Presentation on theme: "Hypothesis Testing Part I – As a Diagnostic Test."— Presentation transcript:
Hypothesis Testing Part I – As a Diagnostic Test
This video is designed to accompany pages 95-116 in Making Sense of Uncertainty Activities for Teaching Statistical Reasoning Van-Griner Publishing Company
Diagnostic Tests Diagnostic tests, such as a field sobriety tests and home pregnancy test, have to choose between two outcomes. A “positive” outcome means the test has uncovered adequate evidence of what it is designed to find. A “negative” outcome means the test does not have adequate evidence of what it is designed to find.
Experimentation Many experiments in medicine, social science, education, etc. are designed to make similar bimodal choices. A “positive” outcome means the experiment has uncovered adequate evidence that the treatment is effective. A “negative” outcome means the experiment has not found adequate evidence that the treatment is effective.
Flibanserin Study From TIME: The Flibanserin findings are based on the study of 1,378 premenopausal women who had been in a monogamous relationship for 10 years on average. The women were randomly assigned to take 100 mg of Flibanserin or a placebo daily and to record daily whether they had sex and whether it was satisfying.

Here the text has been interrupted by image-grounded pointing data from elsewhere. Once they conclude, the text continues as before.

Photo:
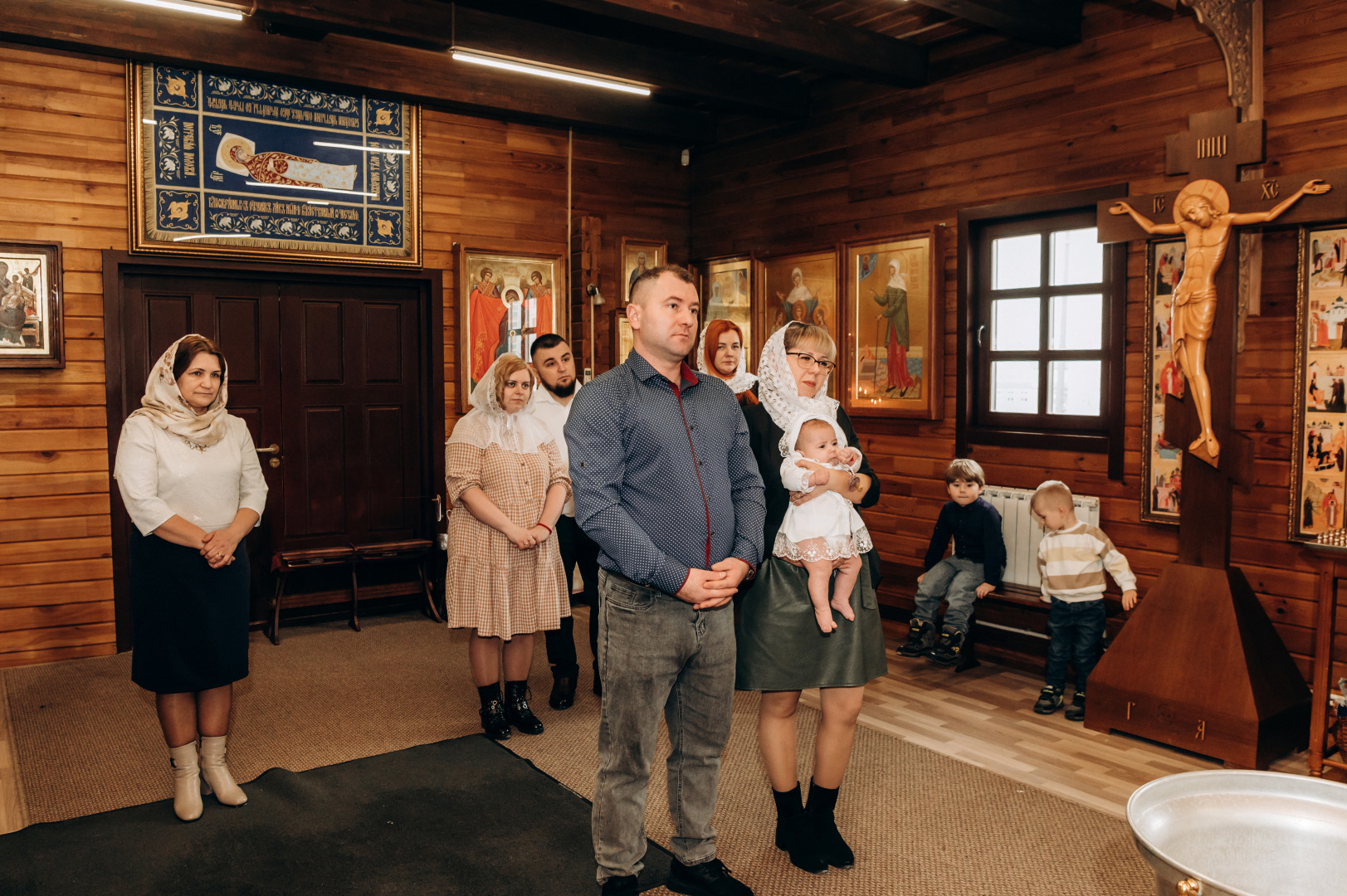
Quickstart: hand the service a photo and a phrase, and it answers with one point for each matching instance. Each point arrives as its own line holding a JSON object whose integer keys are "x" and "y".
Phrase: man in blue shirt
{"x": 667, "y": 485}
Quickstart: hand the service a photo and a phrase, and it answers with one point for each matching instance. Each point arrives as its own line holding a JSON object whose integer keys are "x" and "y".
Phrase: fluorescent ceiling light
{"x": 233, "y": 15}
{"x": 557, "y": 75}
{"x": 300, "y": 186}
{"x": 209, "y": 236}
{"x": 352, "y": 146}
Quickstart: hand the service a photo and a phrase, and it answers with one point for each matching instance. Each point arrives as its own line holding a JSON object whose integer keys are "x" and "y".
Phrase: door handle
{"x": 274, "y": 450}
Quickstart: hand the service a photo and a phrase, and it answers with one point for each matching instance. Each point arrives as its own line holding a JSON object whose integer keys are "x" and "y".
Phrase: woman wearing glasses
{"x": 782, "y": 650}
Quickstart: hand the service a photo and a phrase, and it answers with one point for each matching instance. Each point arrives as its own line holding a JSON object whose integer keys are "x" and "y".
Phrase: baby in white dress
{"x": 823, "y": 533}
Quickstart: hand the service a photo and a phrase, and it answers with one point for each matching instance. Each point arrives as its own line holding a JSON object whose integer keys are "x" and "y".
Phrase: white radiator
{"x": 1022, "y": 533}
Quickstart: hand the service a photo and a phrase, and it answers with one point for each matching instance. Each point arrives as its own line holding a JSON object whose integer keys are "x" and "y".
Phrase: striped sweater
{"x": 1072, "y": 561}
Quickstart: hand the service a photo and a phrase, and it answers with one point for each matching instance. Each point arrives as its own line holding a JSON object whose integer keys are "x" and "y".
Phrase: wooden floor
{"x": 985, "y": 717}
{"x": 982, "y": 717}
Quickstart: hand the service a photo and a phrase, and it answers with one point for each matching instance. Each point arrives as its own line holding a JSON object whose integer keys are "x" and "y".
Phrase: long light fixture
{"x": 216, "y": 12}
{"x": 547, "y": 71}
{"x": 352, "y": 146}
{"x": 300, "y": 186}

The Choice Flibanserin is no better than a Placebo or Flibanserin is better than a Placebo Treatment is Not Effective or Treatment is Effective Generally: In this case:
Hypothesis Testing The paradigm for deciding between “Treatment is Not Effective” and “Treatment is Effective” is an example of what statisticians call “hypothesis testing.” This diagnostic test is not a kit or a physical examination. Rather, it consists of a collection of mathematical steps.
No Surprise Can’t make this decision risk free. There are two potential mistakes: Experimental Results Truth Treatment Really is Ineffective Treatment Really is Effective Treatment IneffectiveTrue NegativeFalse Negative Treatment EffectiveFalse PositiveTrue Positive
Diagnostic Due Process Generally, sensitivity and specificity are used to evaluate how well a screening test performs. That evaluation informs our confidence in results produced by the test. Statistical science tends to focus on specificity for a similar role in hypothesis testing. This is partly because the sensitivity of most common hypothesis testing procedures is pretty good.
Typical Screening Scenario Based on Some Rule Actual Status Test Prediction NegativePositive NegativeAB PositiveCD Data from Test Subjects Truth from Gold Standard Compute Sensitivity and Specificity Apply the Test to a Real Person Get Yes/ No Result More likely to believe a “Yes” if the Specificity is high; a “No” if the Sensitivity is high. Evaluation of Test Performance Application of Test in Practice
Hypothesis Testing Analogy Data from Experimental Subjects A Truth is Hypothesized Compute False Positive Rate for Awkward Rule. Adopt Awkward Rule: “Based on the data from the experiment, say the treatment is effective.” This is like an automatic “YES” If FPR is small enough, accept the “YES” and conclude treatment is effective. Else: don’t trust the recommended “YES” and conclude that the treatment is not effective.
Statistical Significance If the estimated false positive rate (FPR) for deciding between “Treatment is Not Effective” and “Treatment is Effective” is low enough – typically less than 0.05 - the results of the experiment are said to be statistically significant.
Important Vocabulary Testing a hypothesis in the present context means choosing between H0: Treatment is Not Effective - the “null” hypothesis and HA: Treatment is Effective - the “alternative” hypothesis To make the choice, we have to compute an estimated false positive rate and compare it to 0.05. If the estimated FPR is smaller than 0.05, choose HA. Else, choose H0.
Also Known As … In hypothesis testing the estimated false positive rate is more commonly called a p-value. That stands for “probability value”.
Liberties Statistical science, particularly statistical inference, is a very complex endeavor. In this presentation we have purposely avoided discussing a few things, including: The distinction between two very different approaches to hypothesis testing due to Fisher and Neyman-Pearson. The difference between a p-value and a Type I error rate. The real and important distinction between “Accepting H0” and “Failing to Reject H0”. Your instructor may want to offer more details.
One-Sentence Reflection Statistical hypothesis testing amounts to a screening test that chooses between a null hypothesis and an alternative hypothesis based on the size of the estimated false positive rate.